130
votes

It's easy enough to represent a tree or list in haskell using algebraic data types. But how would you go about typographically representing a graph? It seems that you need to have pointers. I'm guessing you could have something like

type Nodetag = String
type Neighbours = [Nodetag]
data Node a = Node a Nodetag Neighbours

And that would be workable. However it feels a bit decoupled; The links between different nodes in the structure don't really "feel" as solid as the links between the current previous and next elements in a list, or the parents and children of a node in a tree. I have a hunch that doing algebraic manipulations on the graph as I defined it would be somewhat hindered by the level of indirection introduced through the tag system.

It is primarily this feeling of doubt and perception of inelegance that causes me to ask this question. Is there a better/more mathematically elegant way of defining graphs in Haskell? Or have I stumbled upon something inherently hard/fundamental? Recursive data structures are sweet, but this seems to be something else. A self referential data structure in a different sense to how trees and lists are self referential. It's like lists and trees are self referential at the type level, but graphs are self referential at the value level.

So what's really going on?

8
You might be interested in Martin Erwig's paper on functional graph algorithms: web.engr.oregonstate.edu/~erwig/papers/abstracts.html#JFP01. The fgl package developed out of this.John L
The 99 Haskell problems page shows some examples of graphs used in a problem solving context. It also has a short intro on different representations.dopamane

8 Answers

48
votes

I also find it awkward to try to represent data structures with cycles in a pure language. It's the cycles that are really the problem; because values can be shared any ADT that can contain a member of the type (including lists and trees) is really a DAG (Directed Acyclic Graph). The fundamental issue is that if you have values A and B, with A containing B and B containing A, then neither can be created before the other exists. Because Haskell is lazy you can use a trick known as Tying the Knot to get around this, but that makes my brain hurt (because I haven't done much of it yet). I've done more of my substantial programming in Mercury than Haskell so far, and Mercury is strict so knot-tying doesn't help.
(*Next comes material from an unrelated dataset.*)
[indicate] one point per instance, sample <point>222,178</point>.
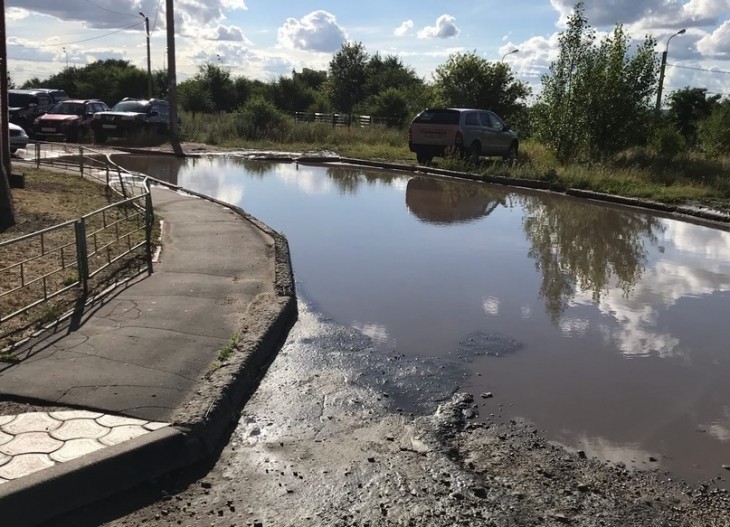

Usually when I've run into this before I've just resorted to additional indirection, as you're suggesting; often by using a map from ids to the actual elements, and having elements contain references to the ids instead of to other elements. The main thing I didn't like about doing that (aside from the obvious inefficiency) is that it felt more fragile, introducing the possible errors of looking up an id that doesn't exist or trying to assign the same id to more than one element. You can write code so that these errors won't occur, of course, and even hide it behind abstractions so that the only places where such errors could occur are bounded. But it's still one more thing to get wrong.

However, a quick google for "Haskell graph" led me to http://www.haskell.org/haskellwiki/The_Monad.Reader/Issue5/Practical_Graph_Handling, which looks like a worthwhile read.

63
votes

In shang's answer you can see how to represent a graph using laziness. The problem with these representations is that they are very difficult to change. The knot-tying trick is useful only if you're going to build a graph once, and afterward it never changes.

In practice, should I actually want to do something with my graph, I use the more pedestrian representations:

  • Edge list
  • Adjacency list
  • Give a unique label to each node, use the label instead of a pointer, and keep a finite map from labels to nodes

If you're going to be changing or editing the graph frequently, I recommend using a representation based on Huet's zipper. This is the representation used internally in GHC for control-flow graphs. You can read about it here:

37
votes

As Ben mentioned, cyclic data in Haskell is constructed by a mechanism called "tying the knot". In practice, it means that we write mutually recursive declarations using let or where clauses, which works because the mutually recursive parts are lazily evaluated.

Here's an example graph type:

import Data.Maybe (fromJust)

data Node a = Node
    { label    :: a
    , adjacent :: [Node a]
    }

data Graph a = Graph [Node a]

As you can see, we use actual Node references instead of indirection. Here's how to implement a function that constructs the graph from a list of label associations.

mkGraph :: Eq a => [(a, [a])] -> Graph a
mkGraph links = Graph $ map snd nodeLookupList where

    mkNode (lbl, adj) = (lbl, Node lbl $ map lookupNode adj)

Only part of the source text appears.